Expanding Groundswell’s Community Power Program in Baltimore

Year Complete: 2015
Grant Amount: $50,000
Local Government: City of Baltimore, MD
Local Foundation: Abell Foundation

Project Purpose

To expand Groundswell’s Community Power Program in Baltimore, to help community institutions and low-income families access sustainable power, build connections, and saving money on electricity bills.

Key Lessons Learned

Lessons learned about tools and tactics through the project that other sustainability directors could use to advance their work.
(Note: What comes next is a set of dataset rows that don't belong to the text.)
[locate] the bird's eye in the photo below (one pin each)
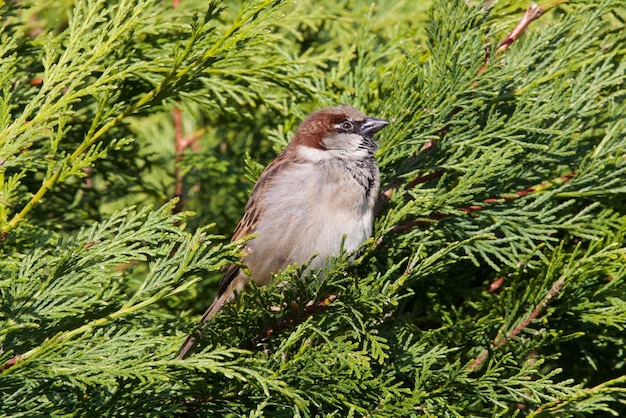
(347, 126)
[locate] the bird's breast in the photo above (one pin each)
(308, 211)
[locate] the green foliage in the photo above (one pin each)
(493, 286)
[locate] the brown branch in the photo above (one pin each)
(533, 12)
(181, 143)
(475, 208)
(500, 340)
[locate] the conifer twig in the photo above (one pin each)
(475, 208)
(533, 12)
(500, 340)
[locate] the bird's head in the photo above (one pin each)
(343, 130)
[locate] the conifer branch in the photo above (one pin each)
(175, 74)
(532, 13)
(475, 208)
(499, 340)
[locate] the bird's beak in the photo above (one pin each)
(373, 125)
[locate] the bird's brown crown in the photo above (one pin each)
(324, 122)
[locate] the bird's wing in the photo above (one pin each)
(254, 211)
(235, 279)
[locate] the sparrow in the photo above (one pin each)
(321, 188)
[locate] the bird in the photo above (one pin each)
(315, 196)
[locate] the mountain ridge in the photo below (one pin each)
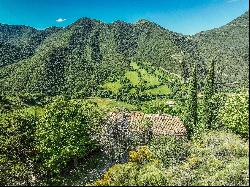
(85, 54)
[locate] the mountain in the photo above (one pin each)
(230, 45)
(81, 58)
(20, 42)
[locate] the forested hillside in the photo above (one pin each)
(230, 45)
(80, 57)
(121, 104)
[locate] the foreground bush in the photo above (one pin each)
(213, 158)
(235, 114)
(17, 148)
(141, 170)
(64, 133)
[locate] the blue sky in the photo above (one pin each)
(183, 16)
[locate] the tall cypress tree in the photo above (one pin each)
(191, 113)
(208, 95)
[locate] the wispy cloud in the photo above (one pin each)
(232, 1)
(59, 20)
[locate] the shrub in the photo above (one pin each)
(210, 161)
(65, 131)
(17, 150)
(142, 169)
(170, 149)
(235, 114)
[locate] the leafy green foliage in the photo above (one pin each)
(17, 148)
(64, 132)
(209, 160)
(191, 118)
(234, 115)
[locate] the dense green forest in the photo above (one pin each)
(71, 101)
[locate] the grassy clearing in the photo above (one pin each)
(134, 65)
(106, 103)
(113, 86)
(151, 80)
(133, 77)
(164, 89)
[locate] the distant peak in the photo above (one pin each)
(86, 20)
(143, 21)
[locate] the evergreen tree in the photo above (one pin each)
(209, 91)
(191, 119)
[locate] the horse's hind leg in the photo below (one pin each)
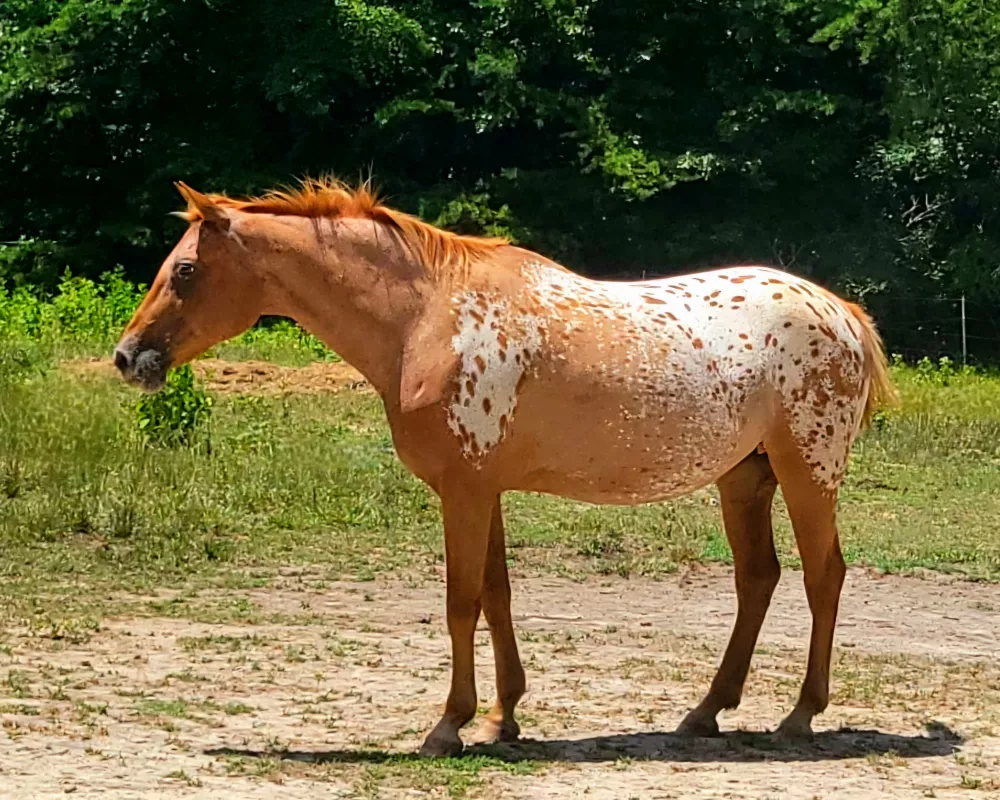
(812, 506)
(746, 492)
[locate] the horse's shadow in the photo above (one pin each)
(736, 747)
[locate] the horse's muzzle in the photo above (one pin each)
(144, 367)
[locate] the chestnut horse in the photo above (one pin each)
(500, 370)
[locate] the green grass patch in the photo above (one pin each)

  • Invest in on-the-ground organizing staff that dedicates significant time to engaging residents and organizations. By building partnerships with neighborhood associations and government and community groups, you will reach more residents with better results.
  • Listening sessions with priority communities are instrumental in guiding an approach to program design.
  • Be clear about project roles.
  • Develop strong coordination with partners. There are a limited number of institutions in a city and their leaders have limited bandwidth to engage with the broad spectrum of clean energy issues.
  • Use texting tools to organize low-income communities who do not have consistent access to computers.
  • Take a block-by-block or neighborhood-saturation approach to organizing work.

Lessons for developing a collaborative process between a local government sustainability director and local place-based foundation(s).
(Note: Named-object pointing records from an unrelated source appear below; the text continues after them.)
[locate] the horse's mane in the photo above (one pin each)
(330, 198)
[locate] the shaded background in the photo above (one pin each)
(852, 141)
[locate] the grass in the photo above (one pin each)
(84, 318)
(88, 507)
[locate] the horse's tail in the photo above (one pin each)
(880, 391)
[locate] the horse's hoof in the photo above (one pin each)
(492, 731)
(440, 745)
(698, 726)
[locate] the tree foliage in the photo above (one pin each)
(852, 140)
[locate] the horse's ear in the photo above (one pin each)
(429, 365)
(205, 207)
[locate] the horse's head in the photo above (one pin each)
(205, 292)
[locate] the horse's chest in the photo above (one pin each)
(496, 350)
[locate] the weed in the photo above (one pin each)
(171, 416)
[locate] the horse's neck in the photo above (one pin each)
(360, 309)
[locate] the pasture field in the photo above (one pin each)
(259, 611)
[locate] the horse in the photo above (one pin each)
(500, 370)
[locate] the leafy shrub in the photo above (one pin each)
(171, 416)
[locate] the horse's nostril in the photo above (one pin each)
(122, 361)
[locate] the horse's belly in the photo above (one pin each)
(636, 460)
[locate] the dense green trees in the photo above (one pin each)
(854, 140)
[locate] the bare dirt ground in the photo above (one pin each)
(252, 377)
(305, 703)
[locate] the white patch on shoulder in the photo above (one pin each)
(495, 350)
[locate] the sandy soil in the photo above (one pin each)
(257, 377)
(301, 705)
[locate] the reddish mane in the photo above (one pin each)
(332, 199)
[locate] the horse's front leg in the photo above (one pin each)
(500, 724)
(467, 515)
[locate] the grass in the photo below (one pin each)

Be sure to forge close relationships with local foundations by understanding issues or potential projects that are important to them.  There is no telling what new initiatives might emerge.
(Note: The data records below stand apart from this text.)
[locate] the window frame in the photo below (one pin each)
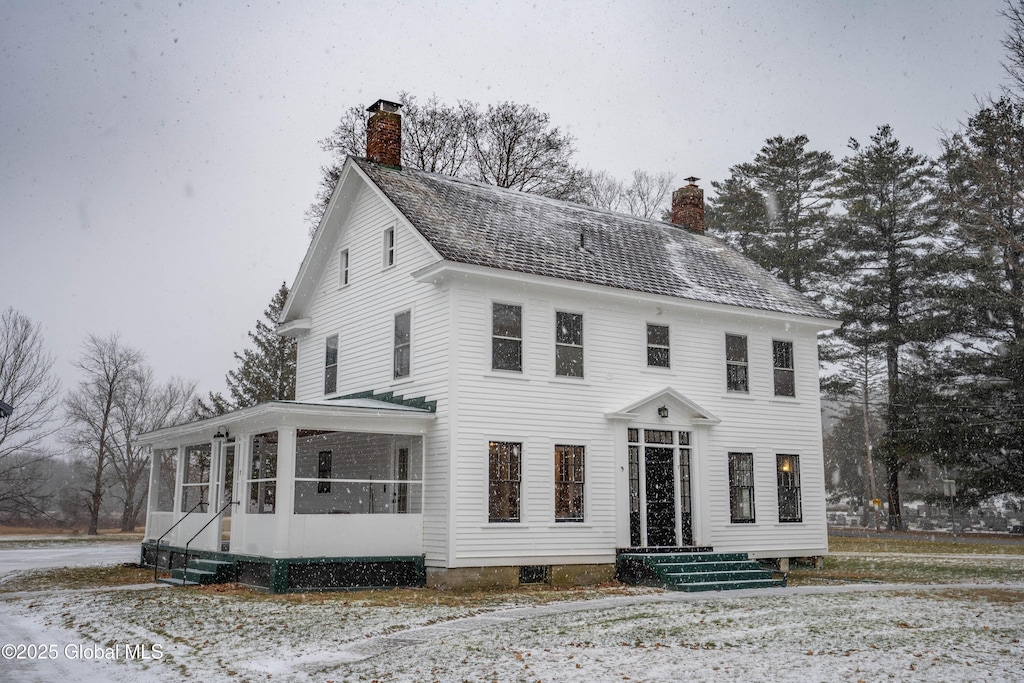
(343, 264)
(398, 346)
(566, 346)
(737, 372)
(498, 339)
(331, 369)
(503, 458)
(741, 491)
(791, 506)
(570, 493)
(654, 346)
(791, 371)
(389, 247)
Additional Information and Resources

The partnership between the Abell Foundation and Groundswell has continued.  In May 2014, an additional $50,000 was awarded to focus efforts on new markets in Baltimore. Specifically, these funds were focused on small business and charter school outreach, continuing the block-by-block saturation strategy, hiring a program coordinator and summer fellows, and introducing additional mobile enrollment technologies.  In 2016, an additional $60,000 was awarded in support of the initiative Pioneering a New and Replicable Model for Low‑ and Moderate‑Income Community Solar Projects in Baltimore City.